W H Y I C H O S E P A P E R T R E Y I N K
Papertrey Ink is not the only stamping company that makes coordinating inks and cardstock, etc., so why did I go with it?
- I like the selection. The PTI collection is big enough to meet all my color needs but not so big that it's overwhelming. Now if I want to consider using pink in a card, I have three choices (not 27) - and I can handle three choices!
- I like the color palette and that it's all 110-pound weight. I can make a card base out of any color I want and it's got substantial heft. In addition, anything I die cut from this cardstock looks great because it's heavier.
- I like being able to order "starter" amounts of supplies at a very reasonable price.
- I'm quite confident that this company and its selection of supplies are going to be around for the long haul, so I'm not worried about committing to this relationship.
A L T E R N A T I V E S C H E M E
Create your own "line"! If you buy all your paper from a chain retailer, go with what they sell. If you like ordering Bazzill, use that. To guide you, look at what colors you use most. Or if you're a big fan of an ink line - say, Distress Inks, find colors that coordinate with those products. If you're like me and have an obscene amount of cardstock, shop from your stash and fill in with future purchases as needed.
You can start out very simply with this download: Download Make Your Own Design Palette. (This is a guide/jumping-off point not a one-size-fits-all solution so feel free to play around with it.)
If this sounds like something you're not quite sure about, give it a trial-run. Select (in advance) a palette of no more than 30 colors (not including black and white) and then use nothing but that selected cardstock for a month. (It takes a few projects to acclimate before seeing how freeing this method is.)
W H A T A B O U T T H E G U I L T?
If you feel guilty about the size of your stash, purge and donate! There are many organizations that will be blessed beyond measure at receiving your crafting supplies. And, if you like, you can even write it off on your taxes as long as you get a receipt from the organization. Schools, hospitals, churches, and retirement homes are the most obvious beneficiaries.
T H E R E S U L T S
I cannot describe how much more productive I am as a result of limiting myself to one cardstock line with coordinating inks.

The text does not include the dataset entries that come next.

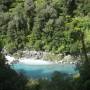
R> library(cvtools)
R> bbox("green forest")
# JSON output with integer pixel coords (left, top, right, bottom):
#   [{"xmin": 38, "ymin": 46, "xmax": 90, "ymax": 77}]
[{"xmin": 0, "ymin": 0, "xmax": 90, "ymax": 90}]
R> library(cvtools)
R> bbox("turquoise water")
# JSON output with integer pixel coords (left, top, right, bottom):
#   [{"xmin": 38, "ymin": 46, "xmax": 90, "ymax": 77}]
[{"xmin": 11, "ymin": 63, "xmax": 76, "ymax": 79}]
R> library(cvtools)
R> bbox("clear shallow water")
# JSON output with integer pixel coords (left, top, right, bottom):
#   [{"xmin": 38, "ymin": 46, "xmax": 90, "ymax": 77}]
[{"xmin": 11, "ymin": 63, "xmax": 76, "ymax": 79}]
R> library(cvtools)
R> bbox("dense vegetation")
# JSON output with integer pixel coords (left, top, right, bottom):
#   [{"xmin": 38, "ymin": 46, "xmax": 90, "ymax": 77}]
[{"xmin": 0, "ymin": 0, "xmax": 90, "ymax": 53}]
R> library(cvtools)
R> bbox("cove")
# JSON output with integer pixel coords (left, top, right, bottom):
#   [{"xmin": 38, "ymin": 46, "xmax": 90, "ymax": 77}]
[{"xmin": 11, "ymin": 63, "xmax": 77, "ymax": 79}]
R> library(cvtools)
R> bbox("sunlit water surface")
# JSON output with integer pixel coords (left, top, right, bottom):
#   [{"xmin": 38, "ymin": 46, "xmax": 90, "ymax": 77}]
[{"xmin": 11, "ymin": 63, "xmax": 77, "ymax": 79}]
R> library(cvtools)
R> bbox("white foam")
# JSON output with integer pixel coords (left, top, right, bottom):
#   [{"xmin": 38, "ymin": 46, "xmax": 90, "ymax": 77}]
[
  {"xmin": 5, "ymin": 55, "xmax": 53, "ymax": 65},
  {"xmin": 19, "ymin": 58, "xmax": 53, "ymax": 65}
]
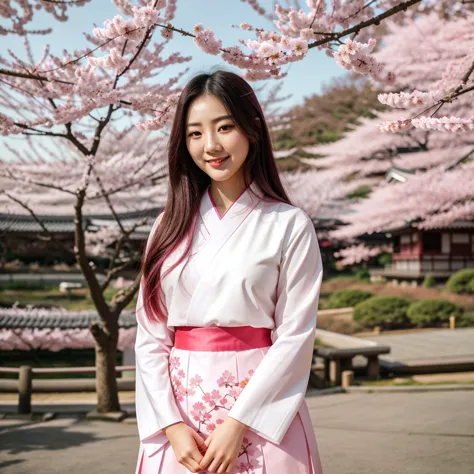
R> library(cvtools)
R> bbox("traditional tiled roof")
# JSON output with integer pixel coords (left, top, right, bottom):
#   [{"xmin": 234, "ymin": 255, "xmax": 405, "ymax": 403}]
[
  {"xmin": 0, "ymin": 308, "xmax": 137, "ymax": 329},
  {"xmin": 0, "ymin": 208, "xmax": 161, "ymax": 239}
]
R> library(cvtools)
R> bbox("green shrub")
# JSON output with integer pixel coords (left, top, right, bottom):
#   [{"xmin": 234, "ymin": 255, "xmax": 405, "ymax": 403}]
[
  {"xmin": 407, "ymin": 299, "xmax": 463, "ymax": 326},
  {"xmin": 446, "ymin": 268, "xmax": 474, "ymax": 293},
  {"xmin": 324, "ymin": 290, "xmax": 372, "ymax": 309},
  {"xmin": 423, "ymin": 274, "xmax": 436, "ymax": 288},
  {"xmin": 354, "ymin": 296, "xmax": 410, "ymax": 329},
  {"xmin": 355, "ymin": 268, "xmax": 370, "ymax": 281}
]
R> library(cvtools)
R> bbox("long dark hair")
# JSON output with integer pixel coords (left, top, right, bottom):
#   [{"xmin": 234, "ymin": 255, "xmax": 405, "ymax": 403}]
[{"xmin": 142, "ymin": 70, "xmax": 290, "ymax": 322}]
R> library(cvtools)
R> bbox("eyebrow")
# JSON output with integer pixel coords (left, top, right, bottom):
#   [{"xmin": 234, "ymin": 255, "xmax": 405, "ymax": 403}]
[{"xmin": 186, "ymin": 115, "xmax": 232, "ymax": 128}]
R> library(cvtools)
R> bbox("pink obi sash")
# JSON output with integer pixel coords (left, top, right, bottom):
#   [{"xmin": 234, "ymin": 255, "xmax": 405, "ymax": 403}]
[{"xmin": 174, "ymin": 326, "xmax": 272, "ymax": 352}]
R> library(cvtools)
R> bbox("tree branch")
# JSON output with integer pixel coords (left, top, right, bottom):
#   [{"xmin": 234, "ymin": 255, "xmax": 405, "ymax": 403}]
[
  {"xmin": 308, "ymin": 0, "xmax": 421, "ymax": 49},
  {"xmin": 112, "ymin": 272, "xmax": 142, "ymax": 315}
]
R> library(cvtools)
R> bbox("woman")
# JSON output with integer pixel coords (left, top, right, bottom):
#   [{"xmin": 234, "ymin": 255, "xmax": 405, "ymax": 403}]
[{"xmin": 135, "ymin": 71, "xmax": 322, "ymax": 474}]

I'm spending my time delighting in the process of making design decisions rather than agonizing over them. (Let me also note that although I'm purging most of my inks, I'm not purging ALL of them; no way am I parting with my Distress Inks - LOL!)
Oh, and there's a bonus. Check it out:
I really like this set-up because the drawers are shallow enough for one layer of inks, and it fits easily into my travel cube. Get your own acrylic drawer unit.
So give it a shot. You have nothing to lose but dead weight.
Thanks for stopping and have a blessed day!
This is a series of articles concerning some changes I've made to increase the quality of my papercrafting experience. I hope something here will speak to you!